A Journey through the PYP Exhibition (part 2)

Working on a Frayer model about concepts

In the last post I wrote about the first week or so of our PYPx process, where the students chose a United Nations Sustainable Development Goal and the part of the transdisciplinary theme, Sharing the planet, to focus on. They had written me an email with their chosen area of focus and then been put into groups around their interests.

Thinking back to the mini-exhibition process I was a part of with Ryan and how I was going to get the students to the next stage I asked them to brainstorm as many questions as they could come up with around their chosen area of inquiry. Some of them wanted to do some research to see what they could ask and how they could develop their questions and some also started to organise their questions by key concept, although I hadn’t yet asked them to.

We talked about the sorts of questions to ask, the wide questions and how to ask really good questions to get to the crux of the issues they were looking at. We have been practising this all year, with every unit. I read an article on TED ideas, about questioning, recently: “Critical thinking is a 21st-century essential — here’s how to help kids learn it”, it talks about going beyond the what to the how, and why. My students were trying to organise their questions into key concept questions and every group had form and function questions. Were these questions less important? More shallow? Less worthy of inquiry? I don’t think so.

For my students understanding the form and function of the issue had to come first before they were able to inquire more deeply into the connections and perspectives. One group inquiring into food security had to really understand what that means and what it is before they could move on with anything else, including the action piece. They needed those conceptual understandings to start to access the concepts of what they were learning about. Without that first layer of inquiry further depth would be impossible in most cases.

The students organised their questions against the key concepts and tweaked, combined and honed their thinking. They chose the ones they were passionate about finding out about and importantly the ones they couldn’t answer already. We talked about having to do more than a quick internet search to get to the depth. Using sites like this one to summarise and access texts and online dictionaries to access language they started to unpack their questions and examine them for value. You need to bear in mind that none of my learners are first language English. From this process we wrote the questions into lines of inquiry: “an inquiry into…”.

I was all ready to pause now – let them start inquiring and thinking more about the concepts and learning before we tackled the writing of the central idea but the students had other ideas. They were on a roll and this was their exhibition and their process so I had to go with them, right? So, we started on the crafting of the central idea. I wanted to use the concept – verb – concept approach to writing it but before we could do that I really needed to know that they knew what a concept actually is.

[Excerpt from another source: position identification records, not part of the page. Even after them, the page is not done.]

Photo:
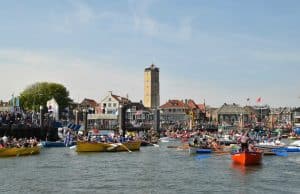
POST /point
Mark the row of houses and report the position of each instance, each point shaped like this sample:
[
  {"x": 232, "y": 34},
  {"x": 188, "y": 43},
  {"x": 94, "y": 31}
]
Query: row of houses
[{"x": 186, "y": 113}]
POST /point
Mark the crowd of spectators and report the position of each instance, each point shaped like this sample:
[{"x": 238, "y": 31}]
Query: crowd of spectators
[{"x": 24, "y": 118}]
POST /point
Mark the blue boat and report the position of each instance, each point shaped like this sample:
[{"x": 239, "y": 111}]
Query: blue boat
[
  {"x": 48, "y": 144},
  {"x": 203, "y": 151},
  {"x": 292, "y": 149}
]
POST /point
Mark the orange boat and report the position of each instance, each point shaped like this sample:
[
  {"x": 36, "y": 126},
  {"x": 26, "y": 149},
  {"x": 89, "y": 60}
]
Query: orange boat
[{"x": 247, "y": 158}]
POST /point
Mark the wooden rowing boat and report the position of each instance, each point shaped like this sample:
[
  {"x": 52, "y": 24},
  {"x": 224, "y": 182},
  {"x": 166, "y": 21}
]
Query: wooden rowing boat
[
  {"x": 247, "y": 158},
  {"x": 83, "y": 146},
  {"x": 9, "y": 152}
]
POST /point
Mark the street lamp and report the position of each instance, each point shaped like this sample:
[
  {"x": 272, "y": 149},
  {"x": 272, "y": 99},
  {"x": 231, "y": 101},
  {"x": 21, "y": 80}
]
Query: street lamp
[
  {"x": 85, "y": 119},
  {"x": 41, "y": 116},
  {"x": 76, "y": 117}
]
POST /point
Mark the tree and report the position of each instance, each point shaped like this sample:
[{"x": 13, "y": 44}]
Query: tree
[{"x": 39, "y": 93}]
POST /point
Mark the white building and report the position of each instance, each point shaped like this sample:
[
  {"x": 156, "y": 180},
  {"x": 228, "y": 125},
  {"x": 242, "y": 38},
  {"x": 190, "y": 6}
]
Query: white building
[
  {"x": 106, "y": 115},
  {"x": 110, "y": 103},
  {"x": 53, "y": 108}
]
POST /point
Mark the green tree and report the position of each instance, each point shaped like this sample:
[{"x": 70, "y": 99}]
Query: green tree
[{"x": 39, "y": 93}]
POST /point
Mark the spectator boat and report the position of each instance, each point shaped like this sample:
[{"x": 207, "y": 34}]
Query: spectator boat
[{"x": 10, "y": 152}]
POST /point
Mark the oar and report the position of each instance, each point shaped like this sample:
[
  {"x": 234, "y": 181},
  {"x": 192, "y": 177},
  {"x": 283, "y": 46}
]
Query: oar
[
  {"x": 202, "y": 156},
  {"x": 280, "y": 152},
  {"x": 115, "y": 145},
  {"x": 155, "y": 145},
  {"x": 125, "y": 147},
  {"x": 112, "y": 146}
]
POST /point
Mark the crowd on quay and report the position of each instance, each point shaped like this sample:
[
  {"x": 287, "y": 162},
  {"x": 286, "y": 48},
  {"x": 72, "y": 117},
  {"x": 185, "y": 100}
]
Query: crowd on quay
[
  {"x": 6, "y": 142},
  {"x": 25, "y": 118},
  {"x": 247, "y": 138}
]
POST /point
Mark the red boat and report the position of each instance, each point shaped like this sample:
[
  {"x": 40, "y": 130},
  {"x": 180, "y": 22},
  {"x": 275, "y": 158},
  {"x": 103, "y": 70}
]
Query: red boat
[{"x": 247, "y": 158}]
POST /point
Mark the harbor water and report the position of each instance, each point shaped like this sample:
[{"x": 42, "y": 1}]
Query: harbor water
[{"x": 151, "y": 170}]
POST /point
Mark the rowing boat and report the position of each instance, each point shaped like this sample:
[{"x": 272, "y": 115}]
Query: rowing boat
[
  {"x": 247, "y": 158},
  {"x": 83, "y": 146},
  {"x": 9, "y": 152}
]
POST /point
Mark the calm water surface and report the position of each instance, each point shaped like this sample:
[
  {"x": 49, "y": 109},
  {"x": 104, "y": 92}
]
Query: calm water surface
[{"x": 151, "y": 170}]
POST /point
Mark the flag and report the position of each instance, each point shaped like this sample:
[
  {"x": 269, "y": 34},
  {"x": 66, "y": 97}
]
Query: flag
[
  {"x": 258, "y": 100},
  {"x": 68, "y": 139},
  {"x": 17, "y": 101}
]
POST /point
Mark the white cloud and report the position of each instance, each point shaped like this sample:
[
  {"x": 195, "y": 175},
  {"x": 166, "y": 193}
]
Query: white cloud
[{"x": 82, "y": 77}]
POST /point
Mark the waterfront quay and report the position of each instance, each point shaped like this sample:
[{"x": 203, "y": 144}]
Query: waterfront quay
[{"x": 151, "y": 170}]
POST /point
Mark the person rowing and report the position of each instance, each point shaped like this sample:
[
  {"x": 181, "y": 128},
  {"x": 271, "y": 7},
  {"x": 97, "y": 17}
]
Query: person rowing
[{"x": 244, "y": 140}]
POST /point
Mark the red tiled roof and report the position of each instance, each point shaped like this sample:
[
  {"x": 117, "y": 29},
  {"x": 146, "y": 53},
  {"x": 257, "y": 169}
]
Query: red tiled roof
[
  {"x": 90, "y": 102},
  {"x": 173, "y": 104},
  {"x": 120, "y": 99},
  {"x": 191, "y": 104},
  {"x": 201, "y": 107}
]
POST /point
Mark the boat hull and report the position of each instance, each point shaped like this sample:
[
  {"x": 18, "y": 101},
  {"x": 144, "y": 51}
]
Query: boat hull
[
  {"x": 126, "y": 146},
  {"x": 247, "y": 158},
  {"x": 10, "y": 152},
  {"x": 107, "y": 147},
  {"x": 91, "y": 146},
  {"x": 198, "y": 150},
  {"x": 49, "y": 144}
]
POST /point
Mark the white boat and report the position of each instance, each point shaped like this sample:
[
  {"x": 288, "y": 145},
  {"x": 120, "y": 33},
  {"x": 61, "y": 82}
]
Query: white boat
[
  {"x": 295, "y": 143},
  {"x": 273, "y": 144},
  {"x": 166, "y": 139}
]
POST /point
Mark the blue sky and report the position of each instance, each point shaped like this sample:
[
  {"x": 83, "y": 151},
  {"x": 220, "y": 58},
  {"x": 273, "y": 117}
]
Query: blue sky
[{"x": 220, "y": 51}]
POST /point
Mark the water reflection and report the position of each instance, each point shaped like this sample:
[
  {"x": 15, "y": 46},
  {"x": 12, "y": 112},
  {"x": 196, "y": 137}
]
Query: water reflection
[{"x": 245, "y": 170}]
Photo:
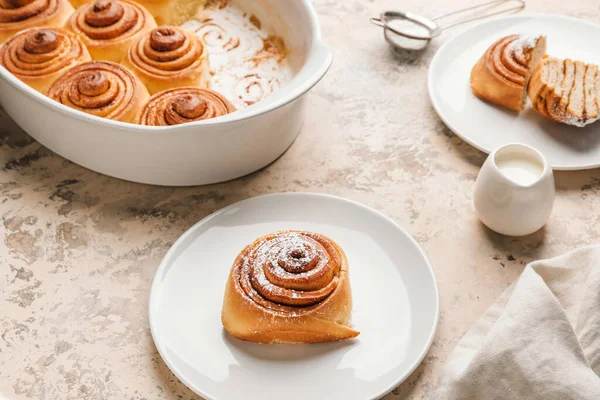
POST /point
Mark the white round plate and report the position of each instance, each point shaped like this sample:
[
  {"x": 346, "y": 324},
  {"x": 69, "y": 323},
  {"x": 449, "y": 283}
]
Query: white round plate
[
  {"x": 487, "y": 126},
  {"x": 395, "y": 299}
]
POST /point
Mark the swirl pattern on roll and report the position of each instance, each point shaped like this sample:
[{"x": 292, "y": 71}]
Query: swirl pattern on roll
[
  {"x": 17, "y": 15},
  {"x": 40, "y": 52},
  {"x": 510, "y": 60},
  {"x": 289, "y": 271},
  {"x": 180, "y": 105},
  {"x": 100, "y": 88},
  {"x": 109, "y": 19},
  {"x": 167, "y": 51}
]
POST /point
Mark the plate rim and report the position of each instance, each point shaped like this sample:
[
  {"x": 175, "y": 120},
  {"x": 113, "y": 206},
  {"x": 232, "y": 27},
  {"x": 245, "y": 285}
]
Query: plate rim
[
  {"x": 167, "y": 258},
  {"x": 435, "y": 61}
]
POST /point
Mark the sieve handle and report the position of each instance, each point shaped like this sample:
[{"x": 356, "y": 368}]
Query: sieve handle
[{"x": 514, "y": 9}]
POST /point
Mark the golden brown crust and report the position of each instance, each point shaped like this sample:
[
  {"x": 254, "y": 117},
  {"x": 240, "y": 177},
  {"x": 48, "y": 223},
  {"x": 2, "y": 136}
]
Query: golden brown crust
[
  {"x": 565, "y": 91},
  {"x": 38, "y": 56},
  {"x": 289, "y": 287},
  {"x": 17, "y": 15},
  {"x": 101, "y": 88},
  {"x": 501, "y": 75},
  {"x": 109, "y": 27},
  {"x": 169, "y": 57},
  {"x": 180, "y": 105}
]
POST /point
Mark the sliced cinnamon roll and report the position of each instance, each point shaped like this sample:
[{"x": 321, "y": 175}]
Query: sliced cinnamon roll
[
  {"x": 168, "y": 57},
  {"x": 502, "y": 74},
  {"x": 566, "y": 91},
  {"x": 38, "y": 56},
  {"x": 101, "y": 88},
  {"x": 109, "y": 27},
  {"x": 289, "y": 287},
  {"x": 180, "y": 105},
  {"x": 17, "y": 15}
]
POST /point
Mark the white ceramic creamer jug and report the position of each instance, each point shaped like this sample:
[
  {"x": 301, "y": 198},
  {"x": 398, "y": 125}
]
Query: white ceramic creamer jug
[{"x": 514, "y": 191}]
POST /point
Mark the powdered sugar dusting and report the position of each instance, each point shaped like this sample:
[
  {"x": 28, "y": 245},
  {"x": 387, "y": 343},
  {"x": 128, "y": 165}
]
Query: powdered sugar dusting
[
  {"x": 523, "y": 43},
  {"x": 276, "y": 266}
]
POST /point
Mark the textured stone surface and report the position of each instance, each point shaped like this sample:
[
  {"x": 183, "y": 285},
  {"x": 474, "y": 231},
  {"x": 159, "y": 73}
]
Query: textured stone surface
[{"x": 80, "y": 249}]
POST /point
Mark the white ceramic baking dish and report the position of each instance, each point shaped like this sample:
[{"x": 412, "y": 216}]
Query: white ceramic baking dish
[{"x": 194, "y": 153}]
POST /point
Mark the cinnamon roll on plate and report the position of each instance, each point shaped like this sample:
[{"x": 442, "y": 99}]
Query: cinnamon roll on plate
[
  {"x": 180, "y": 105},
  {"x": 289, "y": 287},
  {"x": 17, "y": 15},
  {"x": 38, "y": 56},
  {"x": 502, "y": 74},
  {"x": 566, "y": 91},
  {"x": 101, "y": 88},
  {"x": 167, "y": 57},
  {"x": 109, "y": 27}
]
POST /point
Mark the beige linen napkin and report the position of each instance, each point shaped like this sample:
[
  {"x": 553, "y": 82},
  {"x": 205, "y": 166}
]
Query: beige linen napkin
[{"x": 540, "y": 340}]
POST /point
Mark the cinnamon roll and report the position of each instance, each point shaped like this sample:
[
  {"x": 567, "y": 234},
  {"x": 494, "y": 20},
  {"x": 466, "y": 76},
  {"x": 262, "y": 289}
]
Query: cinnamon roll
[
  {"x": 17, "y": 15},
  {"x": 101, "y": 88},
  {"x": 180, "y": 105},
  {"x": 168, "y": 57},
  {"x": 289, "y": 287},
  {"x": 502, "y": 74},
  {"x": 109, "y": 27},
  {"x": 566, "y": 91},
  {"x": 38, "y": 56}
]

As a school we had had a PYP assembly around concepts, I had made a video for parents about what concepts are by interviewing students. We had written lines of inquiry in class before and worked on creating and improving central ideas. The students could rattle off the key concepts and name some of the related ones they had come across, and some could even identify some of the concepts in the questions they had written. But, what is a concept?

We worked on the Frayer model pictured above. After the examples and non-examples they were stuck and needed a lot of help with the characteristics, possibly because they found it hard to articulate in English. Once we had come up with that list though they found the next steps so much more accessible and were more confident in their attempts to craft their central ideas.

I learned two important things in this stage of the exhibition process:

  • The form and function questions are more important to attain real depth of understanding than I had previously thought and were essential to most of my groups.
  • Although we can name concepts and understand them at some level they are really hard to define as a concept in themselves. This is something I think we should do more with the students, earlier and when they are younger.

Maybe other PYP teachers already do all of this as second nature I am sure. As I said in the first post a lot of this is new to me both as PYP coordinator and as a first time exhibition teacher. The really thinking about what makes a concept a concept, and what makes you say that, made this process so much more meaningful to my students and their understandings deeper. Lots of aha moments for us all, which is, I guess, what we are all striving for isn’t it?